NCLEX-PN Exam Cheat Sheet 2026: Everything to Memorize
The NCLEX-PN rewards candidates who walk in knowing exactly how the exam behaves — how many questions can appear, how much time is on the clock, and what the scoring actually means. This article walks through the must-know numbers and the strategy each one implies. If you want the condensed version to tape above your desk, grab the printable NCLEX-PN cheat sheet.
The Exam at a Glance
- Question count: between 85 and 150 questions — the exact number varies by candidate.
- Time limit: up to 5 hours (300 minutes) for the full appointment.
- Scoring: pass/fail. There is no numeric score, percentile, or letter grade to chase.
- Registration fee: $200.
Why the Question Count Is a Range — and What That Means for You
The exam does not give everyone the same number of items: you could finish after 85 questions or be taken all the way to 150. The practical takeaway is that the test keeps going until it has enough evidence about your ability, and it stops when it does. Plan mentally for the full 150 so that question 90 appearing on your screen feels routine, not alarming.
The Pacing Math
Divide the clock by the worst case: 300 minutes spread across a maximum of 150 questions works out to an average of about two minutes per item. That is your pacing floor. If your exam ends earlier than the maximum, you simply banked unused time — but you should rehearse practice sessions at the two-minute rhythm so the worst case never rushes you. Two guardrails:
- If you routinely spend far longer than the two-minute average on practice questions, that is a pacing problem to fix before test day, not during it.
- Do not sprint. Finishing with hours to spare earns nothing on a pass/fail exam; accuracy is the only currency.
Formulas Worth Memorizing Cold
Medication-math items are won or lost on setup, not arithmetic. Drill these until the setup is automatic:
- Dose calculation: amount to administer = (desired dose ÷ dose on hand) × quantity of the stock form.
- Infusion rate by pump: mL per hour = total volume ordered ÷ total infusion time in hours.
- Gravity drip rate: drops per minute = (volume in mL × the tubing's drop factor) ÷ infusion time in minutes.
Write the units into every step and cancel them on paper — most wrong answers on these items come from unit mix-ups, not bad multiplication.
Blueprint Weights: Get Them From the Source
The exam is organized around client-needs categories rather than nursing-school course names, and the percentage weight assigned to each category is revised periodically when the test plan is updated.

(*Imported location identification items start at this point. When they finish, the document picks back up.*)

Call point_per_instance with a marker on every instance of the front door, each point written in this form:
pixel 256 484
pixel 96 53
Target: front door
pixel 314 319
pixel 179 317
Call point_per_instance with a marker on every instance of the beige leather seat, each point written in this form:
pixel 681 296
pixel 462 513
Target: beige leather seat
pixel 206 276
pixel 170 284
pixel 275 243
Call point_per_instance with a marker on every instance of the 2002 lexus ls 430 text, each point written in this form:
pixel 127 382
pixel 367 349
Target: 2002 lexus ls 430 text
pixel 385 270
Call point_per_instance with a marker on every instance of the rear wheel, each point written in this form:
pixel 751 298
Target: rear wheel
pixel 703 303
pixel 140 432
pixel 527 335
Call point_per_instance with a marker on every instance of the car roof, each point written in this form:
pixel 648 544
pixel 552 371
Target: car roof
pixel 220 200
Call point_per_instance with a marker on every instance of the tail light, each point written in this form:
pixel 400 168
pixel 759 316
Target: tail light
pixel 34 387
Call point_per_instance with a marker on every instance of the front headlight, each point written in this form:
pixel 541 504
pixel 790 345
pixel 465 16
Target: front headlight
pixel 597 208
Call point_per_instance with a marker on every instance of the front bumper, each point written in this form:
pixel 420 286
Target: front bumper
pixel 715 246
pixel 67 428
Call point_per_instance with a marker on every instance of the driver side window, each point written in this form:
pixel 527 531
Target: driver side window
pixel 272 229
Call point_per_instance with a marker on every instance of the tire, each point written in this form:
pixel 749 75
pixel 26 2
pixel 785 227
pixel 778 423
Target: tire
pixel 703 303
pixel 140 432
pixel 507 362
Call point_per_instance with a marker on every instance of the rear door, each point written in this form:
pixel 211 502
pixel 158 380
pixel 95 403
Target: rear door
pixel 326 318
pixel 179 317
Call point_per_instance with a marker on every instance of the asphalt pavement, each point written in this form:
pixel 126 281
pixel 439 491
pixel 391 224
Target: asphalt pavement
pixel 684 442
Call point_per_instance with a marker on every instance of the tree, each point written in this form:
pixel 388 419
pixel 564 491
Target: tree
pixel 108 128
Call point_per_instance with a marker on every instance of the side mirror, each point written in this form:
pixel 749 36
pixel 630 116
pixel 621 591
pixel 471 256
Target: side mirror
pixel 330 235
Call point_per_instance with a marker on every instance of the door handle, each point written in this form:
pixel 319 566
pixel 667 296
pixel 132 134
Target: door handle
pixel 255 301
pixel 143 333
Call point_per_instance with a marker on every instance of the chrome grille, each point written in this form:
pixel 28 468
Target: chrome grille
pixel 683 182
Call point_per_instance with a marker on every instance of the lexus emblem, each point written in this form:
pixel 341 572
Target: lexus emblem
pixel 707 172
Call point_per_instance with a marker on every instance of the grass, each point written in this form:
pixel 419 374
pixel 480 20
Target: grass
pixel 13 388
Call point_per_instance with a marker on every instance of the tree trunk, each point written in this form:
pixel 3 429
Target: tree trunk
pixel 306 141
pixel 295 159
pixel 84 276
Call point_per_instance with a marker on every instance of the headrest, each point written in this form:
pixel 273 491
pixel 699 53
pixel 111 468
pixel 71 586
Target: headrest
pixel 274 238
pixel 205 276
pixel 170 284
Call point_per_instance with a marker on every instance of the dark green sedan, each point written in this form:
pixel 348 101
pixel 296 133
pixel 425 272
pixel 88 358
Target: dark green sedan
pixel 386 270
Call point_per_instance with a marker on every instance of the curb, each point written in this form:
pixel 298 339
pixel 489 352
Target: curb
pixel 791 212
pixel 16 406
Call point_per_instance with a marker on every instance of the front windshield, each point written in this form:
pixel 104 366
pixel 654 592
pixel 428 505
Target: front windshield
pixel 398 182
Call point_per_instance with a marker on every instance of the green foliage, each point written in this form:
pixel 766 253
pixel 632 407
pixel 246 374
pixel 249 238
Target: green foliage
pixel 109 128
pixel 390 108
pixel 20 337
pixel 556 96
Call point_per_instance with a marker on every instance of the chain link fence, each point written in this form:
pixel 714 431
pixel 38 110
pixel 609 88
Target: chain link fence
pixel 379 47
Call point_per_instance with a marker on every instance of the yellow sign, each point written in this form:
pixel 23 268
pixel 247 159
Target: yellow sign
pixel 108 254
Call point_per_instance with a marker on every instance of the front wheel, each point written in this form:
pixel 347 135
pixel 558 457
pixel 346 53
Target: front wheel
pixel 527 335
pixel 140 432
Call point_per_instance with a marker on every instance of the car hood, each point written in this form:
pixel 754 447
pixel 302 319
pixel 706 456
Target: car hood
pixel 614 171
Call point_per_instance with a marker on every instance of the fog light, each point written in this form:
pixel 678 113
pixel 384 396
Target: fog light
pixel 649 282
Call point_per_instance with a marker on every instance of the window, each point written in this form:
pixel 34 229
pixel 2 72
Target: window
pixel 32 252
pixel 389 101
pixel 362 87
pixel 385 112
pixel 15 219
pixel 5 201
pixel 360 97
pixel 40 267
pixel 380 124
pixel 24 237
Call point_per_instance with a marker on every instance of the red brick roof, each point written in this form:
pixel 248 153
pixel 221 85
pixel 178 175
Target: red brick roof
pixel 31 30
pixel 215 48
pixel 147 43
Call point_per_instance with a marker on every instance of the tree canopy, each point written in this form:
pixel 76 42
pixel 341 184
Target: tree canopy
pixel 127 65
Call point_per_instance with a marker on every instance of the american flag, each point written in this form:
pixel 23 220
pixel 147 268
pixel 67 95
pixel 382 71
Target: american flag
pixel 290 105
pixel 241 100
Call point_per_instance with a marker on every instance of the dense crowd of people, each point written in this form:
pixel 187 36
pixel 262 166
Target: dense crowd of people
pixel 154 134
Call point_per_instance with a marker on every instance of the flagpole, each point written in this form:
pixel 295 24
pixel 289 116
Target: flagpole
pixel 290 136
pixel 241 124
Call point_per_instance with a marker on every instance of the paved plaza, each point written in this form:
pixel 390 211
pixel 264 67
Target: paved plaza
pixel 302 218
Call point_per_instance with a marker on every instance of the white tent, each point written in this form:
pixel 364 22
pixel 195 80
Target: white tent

Rather than trusting a percentage chart from an undated blog post, pull the current weights directly from the official NCSBN test plan and let those percentages set your study-time ratios. A stale weight table is one of the most common ways candidates misallocate their prep.
Common Traps
- Reading exam length as a verdict. Candidates see the exam continue past the 85-question minimum and spiral. Length is not a reliable signal of how you are doing — treat every question as if the exam just started.
- Pacing for the minimum. If you budget your energy for 85 questions, question 120 will find you exhausted. Budget stamina and snacks-in-the-parking-lot for the full 150 and 5 hours.
- Chasing perfection. Pass/fail scoring means a hard-fought borderline pass and a dominant performance produce the identical credential. Aim for consistent, defensible answers, not brilliance on every item.
- Ignoring the financial stakes. The $200 registration fee is per registration — a retake means opening your wallet again. That is a concrete, motivating reason to schedule your test date only after your practice performance is stable.
Put It on Paper
Numbers you have to recall under stress belong on paper, reviewed until they are boring: 85 to 150 questions, 300 minutes, pass/fail, $200. Print the one-page version linked above, drill the three formulas until the setup is reflexive, and confirm the current category weights from the official test plan the week you schedule your exam.